Perugino vollendete Raffael in Perugia
Eine Entdeckung!
Der Künstler als Unternehmer ist in Verruf geraten.
Perugino war der erste Unternehmer im Bereich der bildenden Künste – behauptet die Kunstwissenschaft. Er betrieb gleichzeitig zwei Werkstätten, und zwar in Perugia und Florenz. In seiner Florentiner Werkstatt bildete er unter anderem auch den jungen Raffael aus.
Das die künstlerische Produktion in Werkstattform in Verruf geraten ist, hat wohl zwei Gründe:
Einerseits steht es dem kleinbürgerlichen Bild des Künstlers als Bohemien im Wege. Sah und sieht dieser – in die Zwänge der gesellschaftlichen Konventionen eingebundene Bürger – doch das Leben eines Künstlers als Gegenentwurf seines eigenen Daseins.

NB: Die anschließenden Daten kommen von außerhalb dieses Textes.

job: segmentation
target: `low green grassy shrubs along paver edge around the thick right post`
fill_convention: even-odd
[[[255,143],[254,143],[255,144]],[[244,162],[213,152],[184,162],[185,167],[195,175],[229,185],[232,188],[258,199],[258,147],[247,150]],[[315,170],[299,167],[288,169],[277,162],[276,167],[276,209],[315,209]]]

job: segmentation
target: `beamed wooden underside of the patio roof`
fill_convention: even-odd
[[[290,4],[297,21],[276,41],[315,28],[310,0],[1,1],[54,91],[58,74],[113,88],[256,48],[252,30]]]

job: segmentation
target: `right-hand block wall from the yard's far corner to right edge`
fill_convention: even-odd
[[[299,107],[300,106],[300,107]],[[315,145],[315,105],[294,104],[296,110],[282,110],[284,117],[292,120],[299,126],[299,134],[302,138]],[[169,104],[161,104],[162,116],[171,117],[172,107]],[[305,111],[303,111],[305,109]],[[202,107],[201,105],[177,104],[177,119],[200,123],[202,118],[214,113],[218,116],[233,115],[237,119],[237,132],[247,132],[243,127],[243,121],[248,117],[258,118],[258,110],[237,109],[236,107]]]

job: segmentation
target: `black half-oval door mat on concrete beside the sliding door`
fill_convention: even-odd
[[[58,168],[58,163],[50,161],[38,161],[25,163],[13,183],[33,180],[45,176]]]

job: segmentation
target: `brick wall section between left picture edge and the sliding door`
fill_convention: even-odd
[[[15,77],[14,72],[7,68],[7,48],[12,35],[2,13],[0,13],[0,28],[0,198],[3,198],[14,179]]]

Diese Sicht ist oft nicht nur ein Trugbild, sondern wird auch von vielen angehenden Künstlern falsch verstanden, da die Lebensform nichts mit der künstlerischen Leistung zu tun hat, sondern lediglich eine sozialgeschichtliche Kategorie darstellt.

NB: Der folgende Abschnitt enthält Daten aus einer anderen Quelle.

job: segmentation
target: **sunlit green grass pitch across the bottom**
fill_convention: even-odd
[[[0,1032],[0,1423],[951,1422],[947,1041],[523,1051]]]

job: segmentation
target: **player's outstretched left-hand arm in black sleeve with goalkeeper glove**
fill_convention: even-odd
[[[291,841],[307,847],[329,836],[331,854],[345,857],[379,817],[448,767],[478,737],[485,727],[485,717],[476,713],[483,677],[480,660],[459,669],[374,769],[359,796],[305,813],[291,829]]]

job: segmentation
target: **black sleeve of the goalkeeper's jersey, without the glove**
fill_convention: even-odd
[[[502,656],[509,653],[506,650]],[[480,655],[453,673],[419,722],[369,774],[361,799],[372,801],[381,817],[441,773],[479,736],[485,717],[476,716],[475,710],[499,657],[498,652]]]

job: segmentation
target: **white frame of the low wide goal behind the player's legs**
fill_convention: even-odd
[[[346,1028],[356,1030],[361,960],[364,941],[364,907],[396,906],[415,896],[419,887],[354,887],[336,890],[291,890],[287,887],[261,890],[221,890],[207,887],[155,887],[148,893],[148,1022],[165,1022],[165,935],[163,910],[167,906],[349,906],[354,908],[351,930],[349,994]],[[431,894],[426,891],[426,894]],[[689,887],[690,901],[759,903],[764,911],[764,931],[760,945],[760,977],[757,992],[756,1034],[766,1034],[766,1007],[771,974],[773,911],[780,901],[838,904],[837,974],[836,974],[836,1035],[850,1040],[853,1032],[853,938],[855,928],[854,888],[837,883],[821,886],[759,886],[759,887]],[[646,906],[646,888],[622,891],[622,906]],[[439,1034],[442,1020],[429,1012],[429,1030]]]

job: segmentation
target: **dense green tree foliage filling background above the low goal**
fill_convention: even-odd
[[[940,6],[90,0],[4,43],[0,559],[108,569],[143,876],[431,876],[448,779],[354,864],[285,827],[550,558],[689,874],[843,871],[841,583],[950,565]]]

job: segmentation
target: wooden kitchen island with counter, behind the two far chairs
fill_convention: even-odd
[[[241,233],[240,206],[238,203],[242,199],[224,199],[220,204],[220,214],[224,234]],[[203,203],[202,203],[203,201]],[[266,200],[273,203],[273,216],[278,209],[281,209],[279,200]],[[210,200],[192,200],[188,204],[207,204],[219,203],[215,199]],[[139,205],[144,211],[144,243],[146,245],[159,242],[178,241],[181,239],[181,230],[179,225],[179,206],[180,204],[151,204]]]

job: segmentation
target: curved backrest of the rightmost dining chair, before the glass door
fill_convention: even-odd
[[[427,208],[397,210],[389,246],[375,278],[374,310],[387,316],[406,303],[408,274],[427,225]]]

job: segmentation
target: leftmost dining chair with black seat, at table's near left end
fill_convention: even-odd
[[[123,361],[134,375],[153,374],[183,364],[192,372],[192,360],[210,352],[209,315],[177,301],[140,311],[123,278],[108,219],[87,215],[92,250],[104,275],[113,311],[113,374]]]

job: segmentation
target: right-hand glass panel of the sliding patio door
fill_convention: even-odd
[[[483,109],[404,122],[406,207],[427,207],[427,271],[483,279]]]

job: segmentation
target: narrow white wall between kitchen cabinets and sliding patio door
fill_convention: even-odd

Für den Bürger ein Sehnsuchtsbild – für den Künstler eine probate Ausrede bei Erfolglosigkeit und für die Vermarkter und Nutznießer des Kunstbetriebs oft eine Begründung für erbrachte Leistungen nicht oder nicht angemessen zu bezahlen.
Andererseits hat die heutige Werkstattproduktion den Makel, Artefakte kurzer Halbwertzeit – den eines Münsterkäses zum Beispiel – für einen aus den Fugen geratenen und auf Qualität ohnehin nicht achtenden Kunstmarkt herzustellen. Mir scheint, dass die Konsumenten von Kunst insgesamt ungebildeter sind als von 400 oder 600 Jahren. Da macht es auch nichts aus, wenn man auf den Mond fliegen kann oder die Welt in die Luft zu sprengen vermag. Das kulturelle Niveau der breiten Bevölkerung hat sich nicht weiterentwickelt.
Obwohl einem auffällt, dass die Meister der Renaissance häufig Motive in recht ähnlicher Art wiederholten – um nicht zu sagen reproduzierten – sollte man dies nicht fehlverstehen und als Fantasielosigkeit werten. Ein häufig wiederholtes Motiv wurde wertgeschätzt und von den Auftraggebern so verlangt. Heutzutage kann man ähnlich Serielles arbeiten, auch häufig beobachten. Der Markt verlangt danach und es wird geliefert. Der Kunde möchte einen Gerhard Richter kaufen, der wie ein Gerhard Richter aussieht.
Die Kunstkennerschaft war zu Zeiten der Raffaels und Botticellis jedoch eine andere. Mit Letzterem, also Botticelli, traf Perugino während seiner Ausbildung in der Werkstatt des Verrocchio in Florenz zusammen und wurde als „Pietro Perugino, Schüler des Botticello“ bezeichnet. Wenn man dies weiß, sieht man den Einfuß des Lehrers auch in seinen Werken. Den feinen klar gezeichneten Strich gab Perugino an Raffael weiter und dieser an Jean-Auguste-Dominique Ingres und dieser an Picasso. Wobei anzumerken ist das der lange Name des Herrn Ingres zur neuzeitlichen Vermarktung nicht taugt 😉
Perugino ist bei Weitem nicht so bekannt geworden wie Raffael aber überlebte den mit 37 Jahren Gestorbenen und vollendete dessen Fresko in der Capella di San Severo in Perugia.
Solche verborgenen Meisterwerke findet man in den Gassen und an deren Ende, wenn man aufmerksam ist.
Betritt man die kleine Kapelle, nachdem man einen unbedeutenden Obolus entrichtet hat, ist man allein mit der Kunst und kann Zwiesprache mit ihr halten.
Der Schüler hat den Meister bei Weitem übertroffen und doch – Perugino vollendete Raffael.
Die Statuen gleichenden Figuren im unteren Teil des Freskos sind von Peruginos Hand und scheinen einem anderen Jahrhundert zu entstammen. Raffaels Komposition ist dynamischer. Gleichwohl bin ich mir bei diesem Fresko nicht sicher, wie viel im Original noch vorhanden ist und welche Partien von Restauratoren – zum Teil dilettantisch – überarbeitet wurden. Ich glaube, es wurde vieles zerstört. Ganz im Gegensatz zu seinem Fresko in der Kirche San Sebastiano zu Panicale, wo mir das Fresko frisch wie am ersten Tag erschien, ist jenes in Perugia schon arg in die Tage gekommen und durch unsachgemäße Behandlung oder die Einwirkung von Erdbeben zerstört.